Carlfish wrote:
> 
> On Fri, 15 Jun 2001 22:03:50 -0700, Warren Bell <[EMAIL PROTECTED]>
>      somehow managed to type:
> 
> >Mozilla is a seperate application from windows, I don't think people are
> >going to expect it to mimic the windows functions.
> 
> Wrong. It's far more important that an application behave the same as
> other applications on the same platform, than it is for an application to
> behave the same way across platforms.
> 
> When I type ctrl-V on my Windows box, I expect an application to perform a
> paste.

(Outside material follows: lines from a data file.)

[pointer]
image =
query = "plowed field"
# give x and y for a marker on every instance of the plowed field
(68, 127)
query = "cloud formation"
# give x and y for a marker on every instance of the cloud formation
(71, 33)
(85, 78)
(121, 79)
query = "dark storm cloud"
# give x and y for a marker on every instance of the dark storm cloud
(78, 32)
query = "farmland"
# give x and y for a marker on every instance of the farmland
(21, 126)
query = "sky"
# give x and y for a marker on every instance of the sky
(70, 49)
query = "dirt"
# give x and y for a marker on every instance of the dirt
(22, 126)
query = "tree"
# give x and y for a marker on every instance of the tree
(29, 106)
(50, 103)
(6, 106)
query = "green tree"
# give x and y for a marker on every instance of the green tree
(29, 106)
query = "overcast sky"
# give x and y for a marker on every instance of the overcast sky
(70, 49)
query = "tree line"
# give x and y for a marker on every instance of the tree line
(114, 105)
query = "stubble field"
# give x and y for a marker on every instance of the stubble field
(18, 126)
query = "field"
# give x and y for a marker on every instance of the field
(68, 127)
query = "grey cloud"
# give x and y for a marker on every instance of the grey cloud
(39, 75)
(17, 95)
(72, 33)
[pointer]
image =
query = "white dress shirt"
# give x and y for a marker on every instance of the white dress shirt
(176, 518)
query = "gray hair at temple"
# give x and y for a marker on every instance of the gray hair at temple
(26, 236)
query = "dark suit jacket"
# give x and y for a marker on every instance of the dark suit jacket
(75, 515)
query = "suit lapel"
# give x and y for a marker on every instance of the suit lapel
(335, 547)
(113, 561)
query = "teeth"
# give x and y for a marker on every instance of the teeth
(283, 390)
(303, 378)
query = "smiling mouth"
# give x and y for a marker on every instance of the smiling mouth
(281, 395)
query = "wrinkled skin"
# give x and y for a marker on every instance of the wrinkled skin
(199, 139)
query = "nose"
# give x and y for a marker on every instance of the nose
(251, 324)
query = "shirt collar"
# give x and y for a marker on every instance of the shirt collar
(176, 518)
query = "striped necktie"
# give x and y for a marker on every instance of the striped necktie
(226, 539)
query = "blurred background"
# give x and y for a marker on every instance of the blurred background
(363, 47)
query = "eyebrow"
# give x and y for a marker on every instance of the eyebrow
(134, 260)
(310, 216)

The "putty" ssh app does X-like middle-click pasting on Windows,
> and it annoys me no end, despite the fact that it's a more efficient way
> of pasting, and I'm completely used to it in the context of an xterm.
> 
> >apps I use that act completetly different from standard windows
> >programs.
> 
> And they should be shot for it. GUI environments have style guides for
> a reason. A GUI is about setting up a consistent interaction framework for
> applications. Breaking that consistency is a BAD THING, in the same way as
> anything else that breaks the Principle of Least Surprise.
> 
> Charles Miller

I agree that they should stick close to what the OS does, but I don't
think they need to behave exactly.  When you use an app with somthing
different, you notice it and just adjust to it.  Somtimes the
differences are improvements.  Just like you example above where you
disliked the putty client, there are some apps I've used that did
somthing different.  But after a day of getting used to it I noticed
that it's more efficient and I started using that app all the time
_because_ it did somthing different.